Understanding what your competitors charge — and more importantly, why they charge it — tells you where the market perceives value, where there may be room to price higher with better positioning, and where a price-based entry strategy could be effective.


Step 9: Leverage AI Tools for Competitive Research

We are now living in an era where powerful AI tools are available for free or near-free, and their application to competitive analysis is genuinely transformative.

ChatGPT (Free Tier): Ask it to summarise publicly available information about a competitor. Ask it to help you identify potential competitive threats in your industry. Ask it to generate a SWOT analysis framework for your market. It won’t have access to real-time data unless you use a version with browsing capability, but as an analytical thinking partner it is extraordinarily useful — and free.
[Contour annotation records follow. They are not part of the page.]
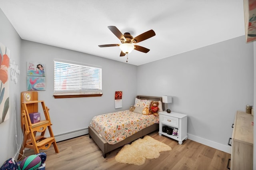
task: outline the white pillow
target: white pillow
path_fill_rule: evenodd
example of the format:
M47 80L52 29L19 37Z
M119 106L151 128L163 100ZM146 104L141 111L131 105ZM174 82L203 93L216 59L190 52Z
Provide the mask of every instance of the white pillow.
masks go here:
M142 111L144 108L143 107L135 107L134 112L137 113L142 114Z
M140 100L140 99L135 98L135 104L134 106L135 107L147 107L149 109L150 106L150 102L151 101L147 100Z

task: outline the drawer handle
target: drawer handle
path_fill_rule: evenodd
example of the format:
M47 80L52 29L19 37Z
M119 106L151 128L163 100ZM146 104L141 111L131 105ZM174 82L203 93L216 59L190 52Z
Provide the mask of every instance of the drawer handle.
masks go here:
M229 162L230 162L230 159L228 159L228 164L227 165L227 168L229 170L230 169L230 167L229 167Z
M231 144L230 144L230 140L232 139L232 138L229 138L229 139L228 139L228 145L231 146Z

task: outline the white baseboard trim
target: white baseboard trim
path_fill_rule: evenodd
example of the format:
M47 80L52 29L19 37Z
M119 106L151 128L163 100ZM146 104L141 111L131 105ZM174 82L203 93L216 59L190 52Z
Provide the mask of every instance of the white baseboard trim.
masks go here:
M77 130L68 132L63 134L55 135L56 142L60 142L67 139L71 139L80 136L84 135L89 133L88 128L80 129Z
M227 143L227 145L225 145L188 133L188 138L222 151L230 154L231 153L231 147L228 145Z

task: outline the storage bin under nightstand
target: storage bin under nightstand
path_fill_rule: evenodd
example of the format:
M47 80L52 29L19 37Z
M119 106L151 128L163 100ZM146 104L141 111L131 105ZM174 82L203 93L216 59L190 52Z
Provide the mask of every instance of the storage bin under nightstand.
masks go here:
M164 135L178 141L179 144L182 144L184 140L187 140L188 115L181 113L171 112L168 113L166 111L160 112L159 114L159 135ZM178 129L178 136L172 135L163 132L162 127L167 126L172 128Z

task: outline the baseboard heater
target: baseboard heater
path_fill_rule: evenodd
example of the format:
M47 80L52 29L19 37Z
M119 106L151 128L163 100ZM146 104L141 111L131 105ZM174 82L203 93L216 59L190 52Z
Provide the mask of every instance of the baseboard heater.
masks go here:
M80 136L88 134L88 133L89 133L88 128L87 128L72 131L72 132L68 132L62 134L57 134L57 135L55 135L54 137L55 138L56 142L60 142Z

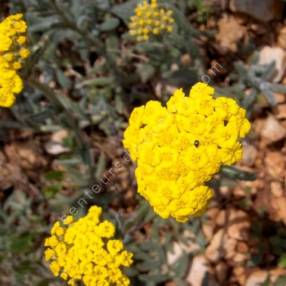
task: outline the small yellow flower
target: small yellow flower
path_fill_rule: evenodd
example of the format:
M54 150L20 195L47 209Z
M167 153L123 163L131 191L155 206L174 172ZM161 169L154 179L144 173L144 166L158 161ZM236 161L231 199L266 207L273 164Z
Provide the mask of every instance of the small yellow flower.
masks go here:
M173 11L159 7L157 0L147 0L135 9L135 15L130 19L129 34L138 42L147 41L152 35L173 31Z
M128 286L130 281L121 268L132 264L132 253L122 241L111 239L115 226L101 221L102 209L93 206L88 214L75 221L67 216L55 222L51 236L45 240L45 260L55 276L68 285Z
M25 46L26 32L27 24L22 14L11 15L0 22L0 107L11 107L15 95L23 89L22 79L16 71L29 56Z
M123 144L137 163L138 192L162 218L185 222L201 215L213 196L206 183L242 156L240 142L250 129L246 112L213 94L197 83L189 96L176 90L167 107L149 101L130 116Z

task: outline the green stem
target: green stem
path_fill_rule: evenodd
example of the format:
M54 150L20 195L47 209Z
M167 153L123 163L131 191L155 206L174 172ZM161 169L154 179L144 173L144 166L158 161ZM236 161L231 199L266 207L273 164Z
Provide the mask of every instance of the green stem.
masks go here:
M91 45L95 49L98 55L105 58L109 70L111 71L111 73L113 73L116 83L124 85L125 81L122 78L122 73L118 70L116 61L106 51L105 45L98 39L91 38L87 32L81 30L73 21L71 21L69 17L66 16L65 12L59 7L56 0L51 0L51 3L55 11L62 18L64 24L71 30L77 32L86 41L88 45Z

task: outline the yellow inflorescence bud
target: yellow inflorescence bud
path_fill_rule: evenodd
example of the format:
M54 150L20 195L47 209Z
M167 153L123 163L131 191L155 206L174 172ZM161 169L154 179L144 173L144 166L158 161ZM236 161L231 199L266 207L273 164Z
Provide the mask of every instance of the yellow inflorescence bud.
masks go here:
M163 32L172 32L174 19L172 11L159 8L157 0L146 0L135 9L135 15L131 17L129 24L130 35L137 41L147 41L151 35L159 35Z
M167 107L149 101L130 116L123 144L137 163L138 192L163 218L201 215L213 196L206 182L241 158L246 112L213 93L197 83L189 96L176 90Z
M121 267L132 264L132 253L122 241L112 239L114 225L100 220L101 208L93 206L88 214L74 221L72 216L56 222L45 240L45 259L55 276L77 285L130 285Z
M23 60L29 56L25 44L27 25L22 14L7 17L0 22L0 106L11 107L15 95L23 89L17 73Z

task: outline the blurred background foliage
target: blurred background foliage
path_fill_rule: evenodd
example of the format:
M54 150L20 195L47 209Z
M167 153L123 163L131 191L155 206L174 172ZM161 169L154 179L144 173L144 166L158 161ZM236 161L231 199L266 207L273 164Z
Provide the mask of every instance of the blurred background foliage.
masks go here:
M175 87L187 90L206 79L218 85L219 94L237 98L250 116L257 102L275 106L273 93L286 92L285 86L271 82L274 66L258 64L257 47L251 40L243 43L235 60L231 56L210 60L216 30L202 27L221 13L217 5L202 0L161 1L174 11L175 32L138 44L128 35L129 18L138 3L0 3L1 17L24 13L32 52L23 70L25 92L13 109L1 111L1 146L17 142L5 152L20 169L9 167L7 158L0 156L1 163L17 176L16 185L9 183L9 172L0 178L8 180L7 186L1 185L0 195L0 285L61 285L42 262L43 237L51 222L70 206L78 207L80 216L94 203L105 206L118 235L135 253L134 267L128 270L134 285L189 285L185 280L189 265L208 244L202 227L207 218L187 224L162 220L136 196L134 166L122 159L120 145L130 112L150 99L166 102ZM250 55L249 61L242 60ZM122 166L110 172L117 161ZM17 173L21 170L24 176ZM224 168L211 184L218 189L237 179L254 180L255 175ZM88 199L85 190L95 184L102 191ZM247 211L248 199L238 206ZM228 203L219 197L218 205L227 208ZM255 214L256 218L263 215ZM253 235L261 237L264 228L258 222ZM273 233L265 251L270 247L275 263L285 267L285 229L275 226ZM170 255L178 245L183 251L173 261ZM265 245L261 242L259 247L261 251L251 259L256 266L265 262ZM205 283L213 285L208 277Z

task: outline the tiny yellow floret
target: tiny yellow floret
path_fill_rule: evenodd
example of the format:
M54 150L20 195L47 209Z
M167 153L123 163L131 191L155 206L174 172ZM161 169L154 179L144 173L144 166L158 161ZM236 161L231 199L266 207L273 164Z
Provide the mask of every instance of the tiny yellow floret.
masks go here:
M246 112L213 94L197 83L189 96L177 89L166 107L149 101L131 113L123 144L137 163L138 192L162 218L185 222L203 214L213 196L206 183L241 159Z
M22 14L11 15L0 22L0 107L11 107L23 89L17 71L29 56L26 32Z
M74 220L67 216L57 221L45 240L45 260L54 276L68 285L128 286L122 267L132 264L133 254L121 240L113 239L115 226L100 219L102 209L92 206L88 214Z
M129 34L138 42L147 41L152 35L173 31L173 11L160 8L157 0L147 0L138 4L135 15L131 17Z

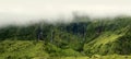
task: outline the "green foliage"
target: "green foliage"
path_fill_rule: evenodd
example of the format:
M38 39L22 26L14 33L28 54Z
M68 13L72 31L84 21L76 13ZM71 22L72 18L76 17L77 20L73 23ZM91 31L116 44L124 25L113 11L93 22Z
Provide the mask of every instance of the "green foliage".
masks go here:
M80 21L76 22L78 20ZM1 27L0 59L49 57L71 59L94 55L131 55L131 17L120 16L92 21L82 16L76 21L68 24L52 25L41 22L28 26ZM39 26L43 32L41 40L37 38ZM103 56L109 59L108 57Z

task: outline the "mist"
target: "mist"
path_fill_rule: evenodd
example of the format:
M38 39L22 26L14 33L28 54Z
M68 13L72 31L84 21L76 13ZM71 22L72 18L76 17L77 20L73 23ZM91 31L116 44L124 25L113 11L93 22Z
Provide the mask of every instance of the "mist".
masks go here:
M0 26L71 22L73 12L90 17L131 15L130 0L0 0Z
Claude (Free Tier): Excellent for synthesising large amounts of publicly available text you’ve gathered and drawing analytical conclusions. Paste in a competitor’s entire “About” page, their recent press releases, and their LinkedIn description and ask for a competitive profile. You’ll get one in seconds.

Perplexity AI: This one actively searches the web and summarises current information with cited sources. For competitive research — recent news, new product launches, press mentions — this tool is remarkable and has a robust free tier.

The emerging field of competitive intelligence via language models is now being actively researched in academic circles. An arXiv paper from 2025, Language Models Guidance with Multi-Aspect-Cueing: A Case Study for Competitor Analysis, demonstrated that NLP-driven competitor analysis “consistently improves model performance, thereby enhancing analytical efficacy in competitor analysis” [7]. Translation: AI is getting genuinely good at this, and it’s available to you right now, for free.


Step 10: Network Intelligence — The Human Advantage

I want to talk about something that no software can replicate and that costs nothing: human intelligence gathered through relationships.

Attend industry events. Join free professional communities — LinkedIn groups, Slack communities, industry Discord servers. Talk to people. Ask questions. Listen.

People in industries talk. Former employees of your competitors know things. Suppliers who work with multiple businesses in your space know things. Customers who have tried multiple options in your market know things. This is all information that is freely available to anyone willing to have the conversations.

This is the competitive intelligence method I personally rely on most heavily as a trader. No algorithm tells me what I can learn from a 20-minute conversation with someone who worked at a firm I’m analysing. The human intelligence layer is both free and irreplaceable.


The Zero-Budget Competitive Analysis Framework: Your Complete Checklist

Let me bring this all together into a repeatable, actionable framework:

Weekly (30 minutes):

  • Check Google Alerts for competitor mentions
  • Scan competitor social media for new content and engagement patterns
  • Review any new competitor job listings

Monthly (3-4 hours):

  • Update your competitor intelligence spreadsheet
  • Run a fresh Ubersuggest/SimilarWeb check on top two or three competitors
  • Review 10-15 new competitor customer reviews
  • Check Meta Ad Library for new competitor advertising

Quarterly (Full Day):

  • Conduct a fresh Porter’s Five Forces analysis for your market
  • Run a full SWOT analysis on yourself versus top competitors
  • Review competitor pricing pages and document changes
  • Read through competitor job listings for strategic signals
  • Search the Wayback Machine for significant changes to competitor websites

That is a complete, rigorous, academic-quality competitive intelligence programme. The only thing it will cost you is time — and your competitors’ arrogance in assuming you can’t afford to watch them.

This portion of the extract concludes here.